* Tiered storage?
@ 2017-11-15 1:01 Roy Sigurd Karlsbakk
2017-11-15 7:11 ` waxhead
0 siblings, 1 reply; 8+ messages in thread
From: Roy Sigurd Karlsbakk @ 2017-11-15 1:01 UTC (permalink / raw)
To: linux-btrfs
Hi all
I've been following this project on and off for quite a few years, and I wonder if anyone has looked into tiered storage on it. With tiered storage, I mean hot data lying on fast storage and cold data on slow storage. I'm not talking about cashing (where you just keep a copy of the hot data on the fast storage).
And btw, how far is raid[56] and block-level dedup from something useful in production?
Vennlig hilsen
roy
--
Roy Sigurd Karlsbakk
(+47) 98013356
http://blogg.karlsbakk.net/
GPG Public key: http://karlsbakk.net/roysigurdkarlsbakk.pubkey.txt
--
Hið góða skaltu í stein höggva, hið illa í snjó rita.
^ permalink raw reply [flat|nested] 8+ messages in thread
* Re: Tiered storage?
2017-11-15 1:01 Tiered storage? Roy Sigurd Karlsbakk
@ 2017-11-15 7:11 ` waxhead
2017-11-15 9:26 ` Marat Khalili
` (2 more replies)
0 siblings, 3 replies; 8+ messages in thread
From: waxhead @ 2017-11-15 7:11 UTC (permalink / raw)

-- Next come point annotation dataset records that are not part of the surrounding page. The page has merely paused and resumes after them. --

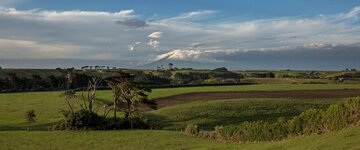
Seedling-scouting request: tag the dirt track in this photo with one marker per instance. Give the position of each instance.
(296, 94)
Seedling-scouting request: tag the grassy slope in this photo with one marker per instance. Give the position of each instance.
(47, 104)
(262, 87)
(345, 139)
(225, 112)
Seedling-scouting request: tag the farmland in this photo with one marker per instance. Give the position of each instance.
(245, 103)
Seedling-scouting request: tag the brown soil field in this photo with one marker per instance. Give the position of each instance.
(293, 94)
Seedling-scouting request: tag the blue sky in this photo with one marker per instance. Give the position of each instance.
(210, 32)
(230, 8)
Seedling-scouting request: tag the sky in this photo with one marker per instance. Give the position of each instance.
(238, 34)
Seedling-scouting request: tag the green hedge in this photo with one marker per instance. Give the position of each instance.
(312, 121)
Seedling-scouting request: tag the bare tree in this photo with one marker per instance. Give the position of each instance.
(30, 118)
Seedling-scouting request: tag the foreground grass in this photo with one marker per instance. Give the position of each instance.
(48, 104)
(225, 112)
(153, 139)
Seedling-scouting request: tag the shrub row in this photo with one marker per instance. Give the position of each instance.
(86, 120)
(313, 121)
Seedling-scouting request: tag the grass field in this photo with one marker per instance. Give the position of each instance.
(206, 114)
(224, 112)
(262, 87)
(48, 104)
(154, 139)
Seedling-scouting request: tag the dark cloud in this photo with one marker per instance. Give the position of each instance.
(132, 23)
(302, 58)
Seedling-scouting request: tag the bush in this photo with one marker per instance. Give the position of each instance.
(192, 130)
(312, 121)
(86, 120)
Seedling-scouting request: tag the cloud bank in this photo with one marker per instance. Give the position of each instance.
(124, 35)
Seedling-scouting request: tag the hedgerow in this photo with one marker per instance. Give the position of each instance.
(312, 121)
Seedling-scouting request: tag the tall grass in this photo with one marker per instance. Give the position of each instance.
(312, 121)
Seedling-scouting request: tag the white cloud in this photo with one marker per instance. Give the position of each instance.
(132, 46)
(153, 43)
(194, 15)
(155, 35)
(95, 35)
(7, 3)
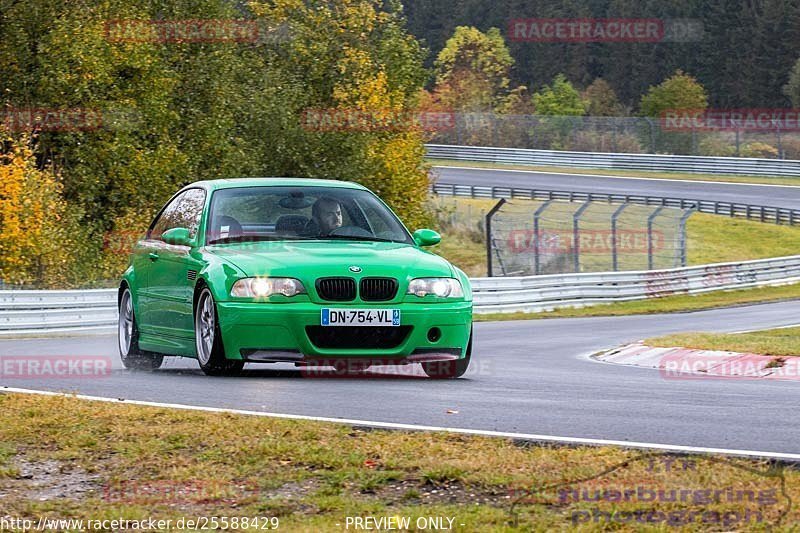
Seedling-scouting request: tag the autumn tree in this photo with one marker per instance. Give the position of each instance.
(472, 70)
(679, 92)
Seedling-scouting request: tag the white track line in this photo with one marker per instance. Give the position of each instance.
(764, 329)
(639, 178)
(414, 427)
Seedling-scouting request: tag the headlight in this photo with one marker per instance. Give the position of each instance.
(265, 287)
(440, 287)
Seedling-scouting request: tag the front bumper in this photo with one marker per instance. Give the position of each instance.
(268, 332)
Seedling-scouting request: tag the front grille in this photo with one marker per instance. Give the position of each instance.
(336, 289)
(357, 337)
(378, 289)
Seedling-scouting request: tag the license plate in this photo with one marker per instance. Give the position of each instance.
(360, 317)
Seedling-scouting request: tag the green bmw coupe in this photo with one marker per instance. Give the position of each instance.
(312, 272)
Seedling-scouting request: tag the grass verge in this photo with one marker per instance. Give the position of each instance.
(685, 176)
(778, 342)
(66, 458)
(668, 304)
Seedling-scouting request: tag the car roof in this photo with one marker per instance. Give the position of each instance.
(231, 183)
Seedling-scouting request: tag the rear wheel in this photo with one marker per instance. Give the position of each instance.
(210, 352)
(128, 339)
(449, 369)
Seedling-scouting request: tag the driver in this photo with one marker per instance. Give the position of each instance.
(326, 216)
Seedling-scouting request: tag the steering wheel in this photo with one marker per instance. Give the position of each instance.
(351, 231)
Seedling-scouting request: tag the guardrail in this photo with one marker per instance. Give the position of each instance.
(779, 215)
(650, 162)
(37, 313)
(544, 293)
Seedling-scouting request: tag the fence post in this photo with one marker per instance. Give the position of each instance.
(576, 234)
(650, 220)
(614, 217)
(682, 229)
(489, 240)
(536, 241)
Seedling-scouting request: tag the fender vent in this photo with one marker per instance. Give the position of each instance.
(378, 289)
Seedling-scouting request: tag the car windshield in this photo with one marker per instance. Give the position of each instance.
(300, 213)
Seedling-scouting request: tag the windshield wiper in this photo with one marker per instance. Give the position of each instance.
(257, 238)
(355, 238)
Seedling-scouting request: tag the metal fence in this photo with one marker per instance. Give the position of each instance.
(778, 215)
(37, 313)
(525, 237)
(618, 161)
(632, 135)
(545, 293)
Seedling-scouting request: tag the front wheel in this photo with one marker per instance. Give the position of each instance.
(450, 369)
(128, 339)
(210, 352)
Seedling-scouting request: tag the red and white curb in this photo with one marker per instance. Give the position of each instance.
(685, 363)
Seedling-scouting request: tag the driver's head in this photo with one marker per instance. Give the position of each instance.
(327, 213)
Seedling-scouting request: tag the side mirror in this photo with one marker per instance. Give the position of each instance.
(179, 236)
(426, 237)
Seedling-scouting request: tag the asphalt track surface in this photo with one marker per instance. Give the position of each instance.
(526, 377)
(763, 195)
(529, 377)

To: Roy Sigurd Karlsbakk, linux-btrfs
As a regular BTRFS user I can tell you that there is no such thing as
hot data tracking yet. Some people seem to use bcache together with
btrfs and come asking for help on the mailing list.
Raid5/6 have received a few fixes recently, and it *may* soon me worth
trying out raid5/6 for data, but keeping metadata in raid1/10 (I would
rather loose a file or two than the entire filesystem).
I had plans to run some tests on this a while ago, but forgot about it.
As call good citizens, remember to have good backups. Last time I tested
for Raid5/6 I ran into issues easily. For what it's worth - raid1/10
seems pretty rock solid as long as you have sufficient disks (hint: you
need more than two for raid1 if you want to stay safe)
As for dedupe there is (to my knowledge) nothing fully automatic yet.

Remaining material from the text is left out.